I recently came across a quote by Ellen Charry in By the Renewing of your Minds:The Pastoral Function of Christian Doctrine. I resonate deeply with this quote. Teaching can stifle the mind, yet hopefully it will enliven the imagination. Teaching can promulgate error prone ideas, yet hopefully it will encourage to seek out truth and ideas beyond the classroom. My goals as an educator is to do both: enliven the mind as well as teach my students beyond the classroom. Charry's quote...well, I can't help but say "yes!" A resounding "Yes!" that is.
When subjects and disciplines are taught, what end goal is in mind? A well-educated mind? A reduplicated self? Or a student who ties human happiness to virtuous character predicated on such disciplines? I teach to the whole man so as to affect the whole being so as to affect change in the whole person. We teach a discipline, and in teaching a discipline we simultaneously desire to affect the whole man so that they pursue happiness and virtue because of knowing God.
I also noticed that they (Ancient Christian thinkers) understood human happiness to be tied to virtuous character, which in turn comes from knowing God. Becoming an excellent person is predicated on enjoying God. For these theologians, beauty, truth, and goodness—the foundation of human happiness—come from knowing and loving God and nowhere else. I realized then why this no longer make sense to use. All of these have become disjoined in the modern world, and especially the postmodern world, with the unsettling consequence that from the point of view of the classical tradition, we are moral and intellectual barbarians.
Although I started this project as an exercise in historical theology, a constructive thesis emerged: when Christian doctrines assert the truth about God, the world, and ourselves, it is a truth that seeks to influence us. As I worked through the text, the divisions of the modern theological curriculum began making less and less sense to me. I could no longer distinguish apologetics from catechesis, or spirituality from ethics or pastoral theology. And I no longer understood systematic or dogmatic theology apart from all of these. In the older texts, evangelism, catechesis, moral exhortation, dogmatic exegesis, pastoral care, and apologetics were happening at the same time because the authors were speaking to a whole person. Our neat divisions simply didn't work. Eventually the distinctions between historical and systematic theology and between theology and biblical studies began to weaken, too. I realized that I was uncovering a norm of theological integrity that had become unintelligible to the modern disciplines.

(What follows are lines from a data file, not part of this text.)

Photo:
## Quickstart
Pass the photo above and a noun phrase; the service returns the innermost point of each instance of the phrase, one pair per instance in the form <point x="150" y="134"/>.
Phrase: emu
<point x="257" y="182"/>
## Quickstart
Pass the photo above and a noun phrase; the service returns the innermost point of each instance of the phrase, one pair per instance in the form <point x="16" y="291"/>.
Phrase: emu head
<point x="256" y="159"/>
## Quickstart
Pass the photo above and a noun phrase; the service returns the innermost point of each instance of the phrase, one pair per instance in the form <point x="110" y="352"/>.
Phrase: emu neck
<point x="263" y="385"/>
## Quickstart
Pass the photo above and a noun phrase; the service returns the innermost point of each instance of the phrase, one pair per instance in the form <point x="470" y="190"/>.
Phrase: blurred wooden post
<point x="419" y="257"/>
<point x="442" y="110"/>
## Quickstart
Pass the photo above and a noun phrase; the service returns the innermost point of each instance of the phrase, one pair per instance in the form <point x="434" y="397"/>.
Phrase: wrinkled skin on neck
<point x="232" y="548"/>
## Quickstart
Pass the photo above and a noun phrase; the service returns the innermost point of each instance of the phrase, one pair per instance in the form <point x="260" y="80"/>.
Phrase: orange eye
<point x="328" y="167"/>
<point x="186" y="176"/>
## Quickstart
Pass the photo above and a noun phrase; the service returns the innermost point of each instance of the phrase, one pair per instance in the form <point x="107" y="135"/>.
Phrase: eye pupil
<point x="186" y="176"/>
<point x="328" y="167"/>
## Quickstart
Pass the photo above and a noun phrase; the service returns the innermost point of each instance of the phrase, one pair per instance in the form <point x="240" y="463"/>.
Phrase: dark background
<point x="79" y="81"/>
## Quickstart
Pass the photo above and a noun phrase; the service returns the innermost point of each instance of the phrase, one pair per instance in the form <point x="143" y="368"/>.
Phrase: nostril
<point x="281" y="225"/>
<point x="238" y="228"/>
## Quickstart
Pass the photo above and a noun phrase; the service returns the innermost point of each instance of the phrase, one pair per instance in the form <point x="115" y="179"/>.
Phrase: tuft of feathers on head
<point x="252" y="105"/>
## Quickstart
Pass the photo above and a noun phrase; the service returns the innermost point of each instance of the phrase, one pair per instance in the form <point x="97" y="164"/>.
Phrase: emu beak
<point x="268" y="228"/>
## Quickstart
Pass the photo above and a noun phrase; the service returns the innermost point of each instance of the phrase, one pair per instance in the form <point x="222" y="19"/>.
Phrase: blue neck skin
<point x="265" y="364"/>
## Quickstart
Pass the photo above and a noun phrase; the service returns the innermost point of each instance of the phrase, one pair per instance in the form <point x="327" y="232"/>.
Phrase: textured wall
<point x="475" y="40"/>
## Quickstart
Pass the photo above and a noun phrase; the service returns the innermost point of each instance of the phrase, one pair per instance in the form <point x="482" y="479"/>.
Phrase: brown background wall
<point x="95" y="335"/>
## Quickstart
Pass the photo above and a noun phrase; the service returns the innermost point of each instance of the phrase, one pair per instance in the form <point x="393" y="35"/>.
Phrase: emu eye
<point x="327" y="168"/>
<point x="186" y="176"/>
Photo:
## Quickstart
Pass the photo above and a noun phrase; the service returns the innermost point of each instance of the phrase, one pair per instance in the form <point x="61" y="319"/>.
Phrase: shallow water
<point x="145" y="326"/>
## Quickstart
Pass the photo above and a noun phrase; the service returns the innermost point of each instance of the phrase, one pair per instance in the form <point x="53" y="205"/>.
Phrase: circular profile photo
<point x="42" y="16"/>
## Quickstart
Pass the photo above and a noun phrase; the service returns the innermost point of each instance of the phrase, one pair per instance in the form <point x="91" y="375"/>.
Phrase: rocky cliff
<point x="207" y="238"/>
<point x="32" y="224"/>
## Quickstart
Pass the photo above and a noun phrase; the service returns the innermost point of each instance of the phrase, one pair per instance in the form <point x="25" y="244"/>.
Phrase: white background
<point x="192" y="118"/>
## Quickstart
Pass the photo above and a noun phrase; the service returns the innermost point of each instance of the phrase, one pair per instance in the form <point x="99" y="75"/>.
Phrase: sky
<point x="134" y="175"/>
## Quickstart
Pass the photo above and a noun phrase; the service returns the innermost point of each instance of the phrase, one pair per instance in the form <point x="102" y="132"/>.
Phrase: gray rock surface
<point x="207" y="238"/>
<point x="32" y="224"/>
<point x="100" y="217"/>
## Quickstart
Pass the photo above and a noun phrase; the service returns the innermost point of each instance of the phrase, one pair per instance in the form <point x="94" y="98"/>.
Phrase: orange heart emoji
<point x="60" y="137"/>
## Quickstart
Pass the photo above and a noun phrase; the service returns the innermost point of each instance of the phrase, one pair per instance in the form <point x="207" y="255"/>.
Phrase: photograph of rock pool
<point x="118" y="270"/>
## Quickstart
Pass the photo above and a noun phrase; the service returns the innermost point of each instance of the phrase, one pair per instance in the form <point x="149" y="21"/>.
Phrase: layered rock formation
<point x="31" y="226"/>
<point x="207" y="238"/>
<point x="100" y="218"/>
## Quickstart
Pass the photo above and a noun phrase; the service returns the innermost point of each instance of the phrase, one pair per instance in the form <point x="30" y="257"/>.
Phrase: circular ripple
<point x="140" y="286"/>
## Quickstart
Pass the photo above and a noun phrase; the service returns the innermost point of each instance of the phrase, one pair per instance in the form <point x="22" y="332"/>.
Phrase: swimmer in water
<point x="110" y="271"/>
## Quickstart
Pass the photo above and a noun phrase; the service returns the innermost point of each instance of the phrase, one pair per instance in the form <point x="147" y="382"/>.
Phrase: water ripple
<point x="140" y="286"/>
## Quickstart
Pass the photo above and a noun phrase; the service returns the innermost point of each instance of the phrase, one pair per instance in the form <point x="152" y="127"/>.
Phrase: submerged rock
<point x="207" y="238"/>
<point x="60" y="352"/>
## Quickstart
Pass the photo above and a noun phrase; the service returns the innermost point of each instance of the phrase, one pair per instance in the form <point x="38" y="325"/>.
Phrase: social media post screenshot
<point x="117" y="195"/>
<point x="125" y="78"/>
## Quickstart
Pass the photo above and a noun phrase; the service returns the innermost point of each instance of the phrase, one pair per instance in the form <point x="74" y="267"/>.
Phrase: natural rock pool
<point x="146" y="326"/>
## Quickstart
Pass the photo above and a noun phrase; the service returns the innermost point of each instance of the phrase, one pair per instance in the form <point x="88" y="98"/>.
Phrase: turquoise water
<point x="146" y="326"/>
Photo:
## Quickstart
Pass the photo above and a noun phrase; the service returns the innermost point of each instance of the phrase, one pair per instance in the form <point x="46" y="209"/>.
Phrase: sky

Why am I pursuing a life as a teacher? Because there is happiness to think deeply upon the beauty, truth, and goodness of the world. And this happiness, when addressing the whole of a person, is tied to virtuous character, all rooted in knowing God. Therefore, to think deeply upon the beauty, truth, and goodness in the world is to think deeply upon God. As Charry states, "Becoming an excellent person is predicated on enjoying God." I teach to construct the "excellent person" who enjoys God and will live virtuously, because virtue and happiness is subsequently linked to enjoying God.
Ellen T. Charry, By the Renewing of Your Minds: The Pastoral Function of Christian Doctrine (New York: Oxford University Press, 1997), vii–viii.